Put more simply, they refused to make peace with their deficiency. Their intransigence towards their errors, their refusal to accept – this itself is the kusta d’chiyusa.

It is in our blood as a people. We sunk to the 49th level of degradation in Egypt, but we merited redemption because we refused to accept our subordination to the Egyptians. Chazal teach that it was in the merit of our emunah, our faith, that we were redeemed. What was this faith? It was faith that we would be redeemed. What nurtured it? Chazal4 speak of scrolls which they delighted in on Shabbos. These scrolls spoke of a future redemption. Flat rejection of their status quo was the kusta d’chiyusa, the kernel from which sprang the beginning of their redemption. These are the “thoughts” that Hashem says He knows: the sackcloth and fasting are not emblematic of despair, but of the certainty of rising above it.

This has played a central role in our survival as a people for the two millennia of our exile. Only through our refusal to accept galus have we survived it.

What is true of ourselves as a nation holds true of us as individuals. Each one of us must absolutely refuse to accept the position of failure. Whenever we should stumble, we must realize that Hashem is prepared to right him, to pick him up and hold him erect once more. We need just believe that it will happen, and He will do it. This is the key to our redemption, personal and collective.

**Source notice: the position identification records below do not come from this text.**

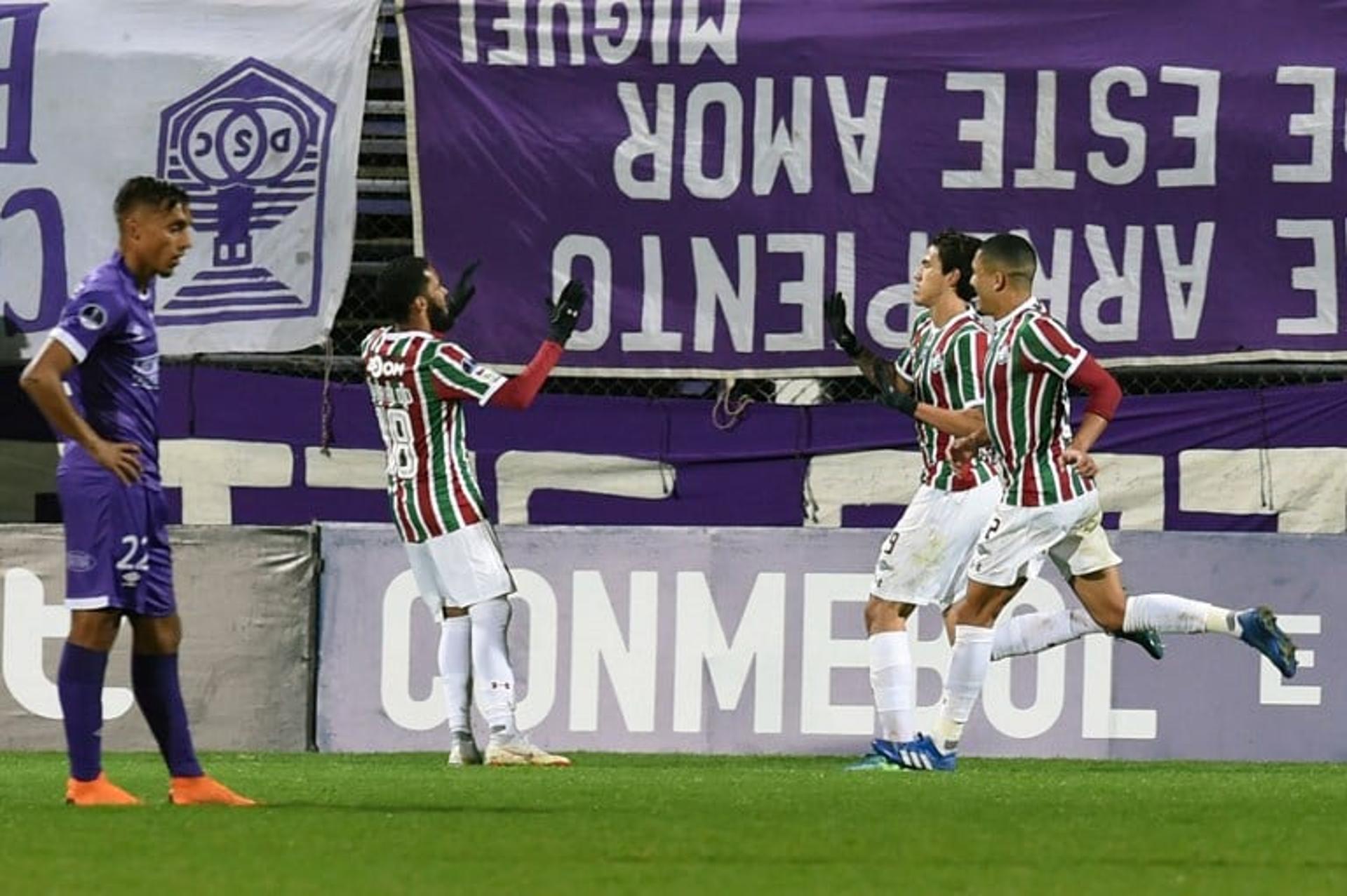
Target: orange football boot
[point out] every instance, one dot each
(100, 791)
(203, 791)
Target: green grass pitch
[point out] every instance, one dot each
(615, 824)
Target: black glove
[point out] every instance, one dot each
(566, 312)
(892, 396)
(462, 293)
(834, 312)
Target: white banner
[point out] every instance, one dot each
(253, 107)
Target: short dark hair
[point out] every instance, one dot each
(957, 251)
(399, 285)
(1012, 255)
(152, 192)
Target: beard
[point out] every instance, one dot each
(439, 319)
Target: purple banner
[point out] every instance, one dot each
(717, 168)
(1241, 460)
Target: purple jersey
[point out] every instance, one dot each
(109, 329)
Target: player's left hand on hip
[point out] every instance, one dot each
(1083, 461)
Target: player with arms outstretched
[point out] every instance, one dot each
(922, 562)
(118, 558)
(418, 383)
(1051, 506)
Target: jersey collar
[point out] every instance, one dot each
(1029, 305)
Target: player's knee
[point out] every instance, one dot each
(1109, 617)
(95, 629)
(885, 616)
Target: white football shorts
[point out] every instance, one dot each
(461, 568)
(925, 557)
(1017, 540)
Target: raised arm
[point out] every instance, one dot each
(1104, 398)
(521, 391)
(875, 368)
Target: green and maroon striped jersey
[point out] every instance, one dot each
(418, 385)
(1028, 408)
(944, 368)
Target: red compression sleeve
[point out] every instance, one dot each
(1099, 385)
(519, 391)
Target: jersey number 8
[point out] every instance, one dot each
(396, 427)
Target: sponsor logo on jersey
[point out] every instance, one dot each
(380, 368)
(92, 317)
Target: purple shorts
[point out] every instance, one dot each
(116, 544)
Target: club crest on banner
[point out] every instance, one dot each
(251, 149)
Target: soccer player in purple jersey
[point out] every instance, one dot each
(1051, 506)
(418, 385)
(922, 562)
(98, 382)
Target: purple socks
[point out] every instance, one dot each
(154, 676)
(80, 686)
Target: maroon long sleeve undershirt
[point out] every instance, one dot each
(1099, 386)
(519, 391)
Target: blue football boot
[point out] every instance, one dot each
(1260, 631)
(920, 755)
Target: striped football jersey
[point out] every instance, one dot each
(944, 368)
(1028, 408)
(418, 385)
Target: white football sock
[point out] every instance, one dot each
(962, 683)
(1178, 615)
(1033, 632)
(893, 685)
(455, 670)
(493, 679)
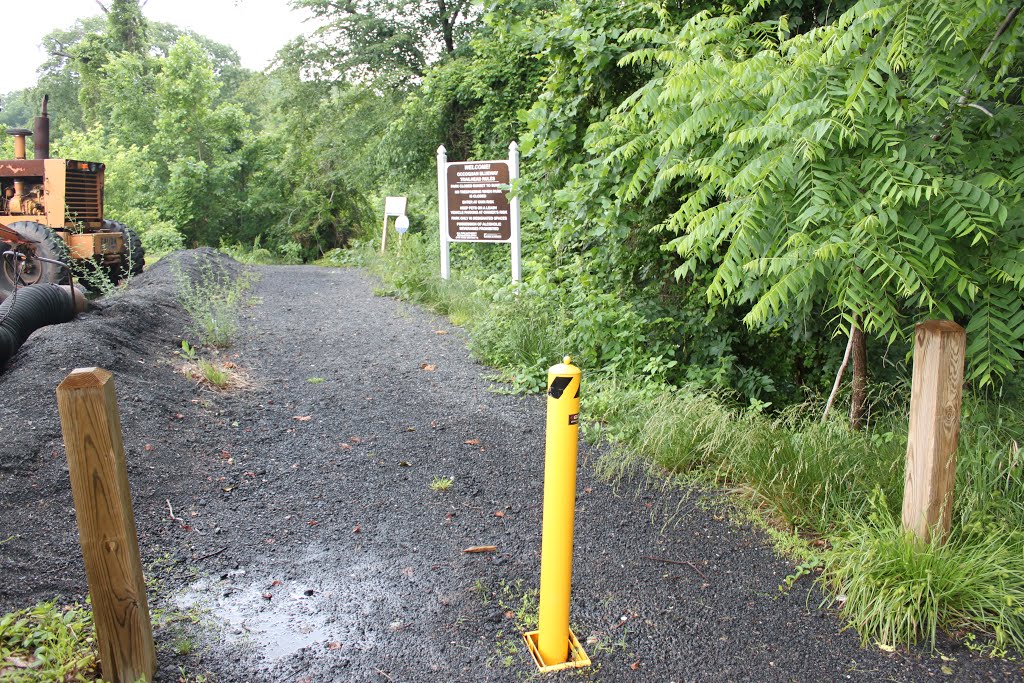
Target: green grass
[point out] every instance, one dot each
(825, 480)
(213, 375)
(48, 643)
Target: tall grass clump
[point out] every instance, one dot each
(521, 337)
(213, 296)
(412, 272)
(899, 591)
(824, 479)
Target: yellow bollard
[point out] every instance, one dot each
(553, 645)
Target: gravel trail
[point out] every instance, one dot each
(310, 545)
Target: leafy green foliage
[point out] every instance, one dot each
(383, 40)
(866, 167)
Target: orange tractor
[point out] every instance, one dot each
(51, 217)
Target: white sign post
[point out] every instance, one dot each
(393, 206)
(473, 207)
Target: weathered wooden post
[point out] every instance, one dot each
(935, 417)
(91, 428)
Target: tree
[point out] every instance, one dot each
(869, 169)
(127, 27)
(393, 40)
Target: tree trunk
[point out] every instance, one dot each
(448, 27)
(858, 397)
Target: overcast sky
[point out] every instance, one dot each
(255, 28)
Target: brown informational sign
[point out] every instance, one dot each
(478, 209)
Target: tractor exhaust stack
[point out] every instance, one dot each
(42, 132)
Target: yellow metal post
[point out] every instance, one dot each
(553, 645)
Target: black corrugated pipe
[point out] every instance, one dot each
(32, 307)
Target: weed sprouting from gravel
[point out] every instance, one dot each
(441, 483)
(48, 643)
(213, 296)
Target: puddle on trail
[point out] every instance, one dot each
(308, 606)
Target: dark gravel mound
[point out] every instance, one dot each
(306, 538)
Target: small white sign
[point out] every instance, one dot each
(394, 206)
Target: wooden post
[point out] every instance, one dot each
(384, 235)
(935, 417)
(91, 428)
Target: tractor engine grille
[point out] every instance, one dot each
(83, 200)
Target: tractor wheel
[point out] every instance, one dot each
(135, 256)
(14, 272)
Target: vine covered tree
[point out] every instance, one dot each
(869, 169)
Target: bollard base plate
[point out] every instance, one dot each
(578, 657)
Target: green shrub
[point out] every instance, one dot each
(213, 296)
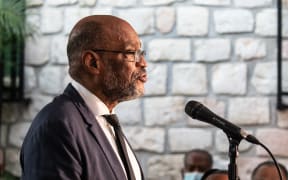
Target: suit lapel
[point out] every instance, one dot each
(96, 131)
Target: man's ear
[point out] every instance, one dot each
(91, 61)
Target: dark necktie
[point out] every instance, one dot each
(120, 142)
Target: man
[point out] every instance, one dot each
(267, 171)
(196, 162)
(70, 138)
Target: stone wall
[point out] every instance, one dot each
(219, 52)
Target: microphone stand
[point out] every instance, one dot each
(233, 153)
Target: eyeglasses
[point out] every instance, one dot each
(132, 56)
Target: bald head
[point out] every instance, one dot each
(95, 32)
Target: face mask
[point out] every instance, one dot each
(193, 176)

This is also the theme that unites the two holidays that Chazal gave us. Chanuka and Purim both commemorate great miracles Hashem wrought for us. Their celebration provides illumination for the long path of our galus.

Both happened only because we refused to accept our failures.

At the time of Chanuka, the Jews were mired in despair. A small band of people resisted a mighty power. They did not fight because they were so desperate they had nothing to lose. To the contrary, their attitude was one of utter confidence in the impossibility of losing. They would not make peace with their situation; in that merit, Hashem assisted them miraculously. Much the same happened at Purim. There, it was a single individual who refused to resign himself to their state. Mordechai had complete confidence that “relief and deliverance will come to the Jews5.”

So it is with all the miracles and wondrous deeds that were shown to us. We helped bring them about by our refusal to accept our fallen state. The light of Mashiach depends on this as well. Our faith in his coming, our refusal to be without it, is the kusta d’chiyusa that sustains and nourishes his long-awaited light.

1 Based on Nesivos Shalom, pg. 250-251
2 The Rebbe assumes here that each of the incidents mentioned in the midrash deals with some sort of aveirah and its aftermath.
3 As could be imagined, the Rebbe explains our avodah on Tisha B’Av in the exact same terms in his section on Bein HaMetzarim. The beginning of the rebuilding of the Bais HaMikdosh, the tikun after the churban, is in the broken- heartedness we display on Tisha B’Av.